Fabula is the meat of the story while the syuzhet is the narration and how the story is organized.
This specific screenplay structure employed by American cinema often utilizes original organization by showing the end first, and having the audience view how they got there. The story is about the journey and focuses on the how as opposed to the what.
Citizen Kane begins with the death of the title character as he mutters “Rosebud” on his deathbed. His life is then presented through flashbacks interspersed with a journalist’s present-time investigation of Kane’s life.
The fabula of the film is the actual story of Kane’s life the way it happened in chronological order, while the syuzhet is the way the story is told throughout the film.
Forrest Gump opens with the near-ending of the story as Forrest waits for a bus. We learn the fabula of the story through his flashbacks as he tells various bus stop companions certain chronological stories from his life. The syuzhet of the story is present in the scenes at the bus stop being intertwined with those stories of his life. Had the film been presented in the three-act structure, we would have opened with Forrest Gump as a boy and progressed through to the point of him waiting at the bus stop. The moments of Forrest talking to others at the stop would have been unnecessary and the overall voiceover narration may not have been used at all.

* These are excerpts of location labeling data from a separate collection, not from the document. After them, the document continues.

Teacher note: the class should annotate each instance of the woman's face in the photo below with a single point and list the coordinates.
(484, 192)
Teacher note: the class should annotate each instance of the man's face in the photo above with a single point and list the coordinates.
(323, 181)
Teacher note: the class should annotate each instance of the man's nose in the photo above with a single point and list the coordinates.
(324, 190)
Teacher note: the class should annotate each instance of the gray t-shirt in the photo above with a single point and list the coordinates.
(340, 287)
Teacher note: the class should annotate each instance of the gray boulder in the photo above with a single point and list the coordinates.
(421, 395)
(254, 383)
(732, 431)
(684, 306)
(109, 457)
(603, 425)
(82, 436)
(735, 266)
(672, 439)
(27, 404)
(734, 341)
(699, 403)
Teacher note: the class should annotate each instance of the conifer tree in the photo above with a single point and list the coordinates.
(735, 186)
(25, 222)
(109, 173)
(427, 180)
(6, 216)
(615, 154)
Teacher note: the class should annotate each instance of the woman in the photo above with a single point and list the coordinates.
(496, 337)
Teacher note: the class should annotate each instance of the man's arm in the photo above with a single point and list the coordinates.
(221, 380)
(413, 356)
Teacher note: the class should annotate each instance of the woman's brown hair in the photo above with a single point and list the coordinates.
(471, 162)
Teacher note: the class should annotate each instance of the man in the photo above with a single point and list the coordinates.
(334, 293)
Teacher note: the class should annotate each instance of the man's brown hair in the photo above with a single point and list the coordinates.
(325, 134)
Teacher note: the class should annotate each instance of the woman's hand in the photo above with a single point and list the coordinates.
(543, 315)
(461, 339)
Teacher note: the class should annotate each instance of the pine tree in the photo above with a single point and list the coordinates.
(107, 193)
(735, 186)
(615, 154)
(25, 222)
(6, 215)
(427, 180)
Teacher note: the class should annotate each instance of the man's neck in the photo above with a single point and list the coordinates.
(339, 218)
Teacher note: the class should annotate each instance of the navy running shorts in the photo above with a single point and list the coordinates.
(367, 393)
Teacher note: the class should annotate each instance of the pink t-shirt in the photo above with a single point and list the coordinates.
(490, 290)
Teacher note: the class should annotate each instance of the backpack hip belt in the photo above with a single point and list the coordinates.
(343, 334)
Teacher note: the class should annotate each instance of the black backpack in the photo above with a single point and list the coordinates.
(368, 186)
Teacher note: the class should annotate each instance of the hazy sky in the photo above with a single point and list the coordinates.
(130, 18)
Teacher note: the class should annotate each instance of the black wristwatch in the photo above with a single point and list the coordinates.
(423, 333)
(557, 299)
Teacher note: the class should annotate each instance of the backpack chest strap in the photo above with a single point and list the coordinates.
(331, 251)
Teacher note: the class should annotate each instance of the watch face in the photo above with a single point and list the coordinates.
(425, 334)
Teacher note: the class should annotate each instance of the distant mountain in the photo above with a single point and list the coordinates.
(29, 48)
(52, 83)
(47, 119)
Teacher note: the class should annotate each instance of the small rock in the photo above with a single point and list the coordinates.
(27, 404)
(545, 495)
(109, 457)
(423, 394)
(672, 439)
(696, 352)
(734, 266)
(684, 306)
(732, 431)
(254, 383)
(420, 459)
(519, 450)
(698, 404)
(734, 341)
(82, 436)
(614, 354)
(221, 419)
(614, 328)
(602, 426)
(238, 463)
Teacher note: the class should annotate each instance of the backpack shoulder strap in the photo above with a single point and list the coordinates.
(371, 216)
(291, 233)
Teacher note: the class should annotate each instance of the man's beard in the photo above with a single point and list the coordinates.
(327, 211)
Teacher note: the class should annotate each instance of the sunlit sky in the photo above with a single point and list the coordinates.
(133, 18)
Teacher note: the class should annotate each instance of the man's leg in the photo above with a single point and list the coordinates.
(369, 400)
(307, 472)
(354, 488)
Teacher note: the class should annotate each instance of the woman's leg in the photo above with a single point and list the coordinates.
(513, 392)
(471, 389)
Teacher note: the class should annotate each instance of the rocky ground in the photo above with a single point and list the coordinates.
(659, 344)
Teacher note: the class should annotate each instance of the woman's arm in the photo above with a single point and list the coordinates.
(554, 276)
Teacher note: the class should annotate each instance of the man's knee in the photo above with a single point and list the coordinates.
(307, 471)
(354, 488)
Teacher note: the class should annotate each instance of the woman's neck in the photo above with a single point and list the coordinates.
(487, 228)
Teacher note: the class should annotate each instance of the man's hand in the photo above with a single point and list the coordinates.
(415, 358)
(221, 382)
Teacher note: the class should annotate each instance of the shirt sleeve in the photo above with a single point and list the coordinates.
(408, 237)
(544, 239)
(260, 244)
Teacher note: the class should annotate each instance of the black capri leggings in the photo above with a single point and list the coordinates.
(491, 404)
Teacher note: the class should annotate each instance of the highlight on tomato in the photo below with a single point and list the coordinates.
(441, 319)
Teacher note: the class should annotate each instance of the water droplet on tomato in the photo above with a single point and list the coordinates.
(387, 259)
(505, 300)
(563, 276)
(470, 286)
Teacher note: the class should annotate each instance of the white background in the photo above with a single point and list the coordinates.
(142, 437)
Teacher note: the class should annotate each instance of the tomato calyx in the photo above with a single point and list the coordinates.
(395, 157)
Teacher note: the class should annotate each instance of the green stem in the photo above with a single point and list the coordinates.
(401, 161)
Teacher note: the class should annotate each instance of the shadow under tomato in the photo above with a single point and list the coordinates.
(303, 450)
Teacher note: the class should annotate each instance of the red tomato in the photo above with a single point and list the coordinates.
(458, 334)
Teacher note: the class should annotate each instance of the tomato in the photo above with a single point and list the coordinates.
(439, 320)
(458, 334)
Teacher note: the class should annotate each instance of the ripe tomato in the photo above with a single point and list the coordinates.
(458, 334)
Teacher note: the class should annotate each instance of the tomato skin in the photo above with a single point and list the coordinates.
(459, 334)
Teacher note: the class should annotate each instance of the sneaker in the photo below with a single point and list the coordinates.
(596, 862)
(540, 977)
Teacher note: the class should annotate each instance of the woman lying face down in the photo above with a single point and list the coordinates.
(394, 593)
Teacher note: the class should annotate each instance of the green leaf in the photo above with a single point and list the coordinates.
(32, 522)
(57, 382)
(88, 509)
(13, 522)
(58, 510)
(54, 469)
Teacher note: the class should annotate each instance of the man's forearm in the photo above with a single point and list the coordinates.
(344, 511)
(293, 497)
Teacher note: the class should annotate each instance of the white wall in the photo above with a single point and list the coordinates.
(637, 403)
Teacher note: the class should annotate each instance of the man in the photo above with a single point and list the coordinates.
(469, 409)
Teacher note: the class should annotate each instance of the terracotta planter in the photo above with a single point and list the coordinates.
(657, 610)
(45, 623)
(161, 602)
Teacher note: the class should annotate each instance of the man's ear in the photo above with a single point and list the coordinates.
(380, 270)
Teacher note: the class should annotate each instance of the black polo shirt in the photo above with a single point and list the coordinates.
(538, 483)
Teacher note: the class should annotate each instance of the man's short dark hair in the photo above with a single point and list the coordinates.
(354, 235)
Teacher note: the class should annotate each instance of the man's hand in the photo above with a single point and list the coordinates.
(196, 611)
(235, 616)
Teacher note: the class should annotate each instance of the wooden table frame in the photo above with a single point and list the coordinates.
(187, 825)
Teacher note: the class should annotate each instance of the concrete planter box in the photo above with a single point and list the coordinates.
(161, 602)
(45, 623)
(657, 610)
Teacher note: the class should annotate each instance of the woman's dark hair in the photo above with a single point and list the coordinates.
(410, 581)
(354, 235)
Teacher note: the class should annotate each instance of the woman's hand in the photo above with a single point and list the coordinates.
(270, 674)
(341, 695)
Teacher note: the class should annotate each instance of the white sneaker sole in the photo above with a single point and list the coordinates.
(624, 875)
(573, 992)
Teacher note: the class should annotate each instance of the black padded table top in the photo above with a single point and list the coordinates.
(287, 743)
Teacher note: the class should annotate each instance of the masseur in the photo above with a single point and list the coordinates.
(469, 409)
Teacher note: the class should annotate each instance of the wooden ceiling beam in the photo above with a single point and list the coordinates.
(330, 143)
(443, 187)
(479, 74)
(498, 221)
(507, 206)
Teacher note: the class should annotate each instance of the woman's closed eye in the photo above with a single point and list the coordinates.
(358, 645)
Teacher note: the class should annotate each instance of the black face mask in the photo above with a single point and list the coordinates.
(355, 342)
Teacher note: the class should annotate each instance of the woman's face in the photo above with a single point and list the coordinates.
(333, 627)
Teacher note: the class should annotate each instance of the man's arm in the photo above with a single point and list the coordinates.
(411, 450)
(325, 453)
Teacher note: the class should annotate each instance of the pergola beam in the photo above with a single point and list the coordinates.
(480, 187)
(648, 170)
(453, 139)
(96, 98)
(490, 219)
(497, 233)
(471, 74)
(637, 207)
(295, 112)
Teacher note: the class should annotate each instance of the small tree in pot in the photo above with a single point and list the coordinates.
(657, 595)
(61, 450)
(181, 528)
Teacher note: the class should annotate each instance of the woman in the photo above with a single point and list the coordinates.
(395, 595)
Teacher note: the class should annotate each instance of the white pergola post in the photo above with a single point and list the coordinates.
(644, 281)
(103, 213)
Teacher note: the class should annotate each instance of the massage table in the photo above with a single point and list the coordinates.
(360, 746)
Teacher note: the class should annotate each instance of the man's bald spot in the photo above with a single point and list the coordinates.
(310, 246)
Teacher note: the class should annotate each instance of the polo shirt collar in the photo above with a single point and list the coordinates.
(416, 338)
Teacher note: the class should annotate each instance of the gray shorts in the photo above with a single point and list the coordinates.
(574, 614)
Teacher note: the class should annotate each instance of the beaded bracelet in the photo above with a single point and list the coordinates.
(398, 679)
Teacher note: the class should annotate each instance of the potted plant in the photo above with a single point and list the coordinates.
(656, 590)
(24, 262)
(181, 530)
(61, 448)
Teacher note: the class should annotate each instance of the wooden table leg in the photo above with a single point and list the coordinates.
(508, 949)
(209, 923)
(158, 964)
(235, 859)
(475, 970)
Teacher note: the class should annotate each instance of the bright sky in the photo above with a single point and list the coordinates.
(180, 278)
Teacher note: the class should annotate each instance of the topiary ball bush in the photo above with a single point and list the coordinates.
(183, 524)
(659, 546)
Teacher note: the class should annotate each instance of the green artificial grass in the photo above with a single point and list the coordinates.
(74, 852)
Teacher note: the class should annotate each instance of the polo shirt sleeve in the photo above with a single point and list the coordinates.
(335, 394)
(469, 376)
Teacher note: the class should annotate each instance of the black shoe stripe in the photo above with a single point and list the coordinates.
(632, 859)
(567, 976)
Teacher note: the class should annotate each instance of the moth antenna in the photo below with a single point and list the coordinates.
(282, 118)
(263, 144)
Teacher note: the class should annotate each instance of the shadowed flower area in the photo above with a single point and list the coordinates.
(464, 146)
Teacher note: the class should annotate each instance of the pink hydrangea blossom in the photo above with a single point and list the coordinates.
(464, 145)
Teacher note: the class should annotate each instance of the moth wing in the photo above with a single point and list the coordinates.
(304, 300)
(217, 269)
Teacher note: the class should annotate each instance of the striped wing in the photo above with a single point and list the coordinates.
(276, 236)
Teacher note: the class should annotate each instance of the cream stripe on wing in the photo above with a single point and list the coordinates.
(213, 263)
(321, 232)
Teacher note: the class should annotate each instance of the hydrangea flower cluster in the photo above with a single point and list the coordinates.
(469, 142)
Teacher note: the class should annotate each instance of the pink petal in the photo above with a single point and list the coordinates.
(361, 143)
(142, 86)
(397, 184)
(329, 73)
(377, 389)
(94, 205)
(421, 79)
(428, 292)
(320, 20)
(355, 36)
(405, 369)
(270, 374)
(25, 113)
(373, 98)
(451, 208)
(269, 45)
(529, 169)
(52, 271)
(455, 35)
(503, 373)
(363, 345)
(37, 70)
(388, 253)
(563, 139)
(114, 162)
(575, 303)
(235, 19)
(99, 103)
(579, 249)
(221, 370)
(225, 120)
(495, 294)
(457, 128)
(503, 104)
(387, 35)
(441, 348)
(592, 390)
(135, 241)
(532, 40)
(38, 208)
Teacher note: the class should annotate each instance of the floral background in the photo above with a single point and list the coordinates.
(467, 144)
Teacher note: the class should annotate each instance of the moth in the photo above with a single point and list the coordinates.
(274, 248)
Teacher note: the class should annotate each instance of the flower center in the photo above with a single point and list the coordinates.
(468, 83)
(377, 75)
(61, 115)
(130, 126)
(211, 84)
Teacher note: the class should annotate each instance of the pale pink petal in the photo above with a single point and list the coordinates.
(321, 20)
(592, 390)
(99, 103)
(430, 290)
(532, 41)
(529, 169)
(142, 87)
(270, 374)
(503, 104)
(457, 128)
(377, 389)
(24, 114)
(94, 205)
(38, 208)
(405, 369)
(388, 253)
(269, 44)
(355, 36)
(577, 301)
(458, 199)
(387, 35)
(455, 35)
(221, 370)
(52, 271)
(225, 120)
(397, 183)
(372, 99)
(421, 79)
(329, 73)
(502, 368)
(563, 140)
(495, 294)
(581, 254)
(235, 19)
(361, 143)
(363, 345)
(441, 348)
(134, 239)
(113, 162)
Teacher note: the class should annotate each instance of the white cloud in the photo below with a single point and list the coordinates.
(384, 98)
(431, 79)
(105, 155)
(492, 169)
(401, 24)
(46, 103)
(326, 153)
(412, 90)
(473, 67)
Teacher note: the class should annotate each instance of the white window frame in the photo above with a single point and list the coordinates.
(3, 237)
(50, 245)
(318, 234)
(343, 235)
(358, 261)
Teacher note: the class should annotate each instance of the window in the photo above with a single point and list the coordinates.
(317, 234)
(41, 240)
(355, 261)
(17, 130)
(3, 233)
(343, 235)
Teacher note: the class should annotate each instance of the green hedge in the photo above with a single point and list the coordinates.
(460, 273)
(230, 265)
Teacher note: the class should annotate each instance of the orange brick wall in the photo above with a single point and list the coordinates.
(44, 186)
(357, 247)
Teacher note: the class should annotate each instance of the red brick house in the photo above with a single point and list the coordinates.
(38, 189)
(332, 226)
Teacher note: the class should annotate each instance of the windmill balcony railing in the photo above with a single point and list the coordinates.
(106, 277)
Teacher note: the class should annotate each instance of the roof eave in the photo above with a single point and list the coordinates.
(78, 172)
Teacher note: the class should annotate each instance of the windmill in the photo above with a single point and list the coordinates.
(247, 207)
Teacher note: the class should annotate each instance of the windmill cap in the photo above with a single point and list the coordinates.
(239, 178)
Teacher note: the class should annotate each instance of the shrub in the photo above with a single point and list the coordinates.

Interview with the Vampire opens with vampire Louis being interviewed by Malloy. Louis recounts his days as a vampire hundreds of years prior, with his maker Lestat. That is the fabula of the story while the interview scenes represent the syuzhet. The events of the stories (fabula) themselves exist independently from the telling of it (syuzhet).
It’s a unique screenplay structure often used in true stories, but can just as easily be creatively applied to fictional ones as well. The structure gives us an added sense of narrative and excuses the otherwise looked down upon usage of voiceover narration. So if you’re feeling the need to have a voiceover in your script, one of the best ways to do that is to write within a Fabula/Syuzhet structure.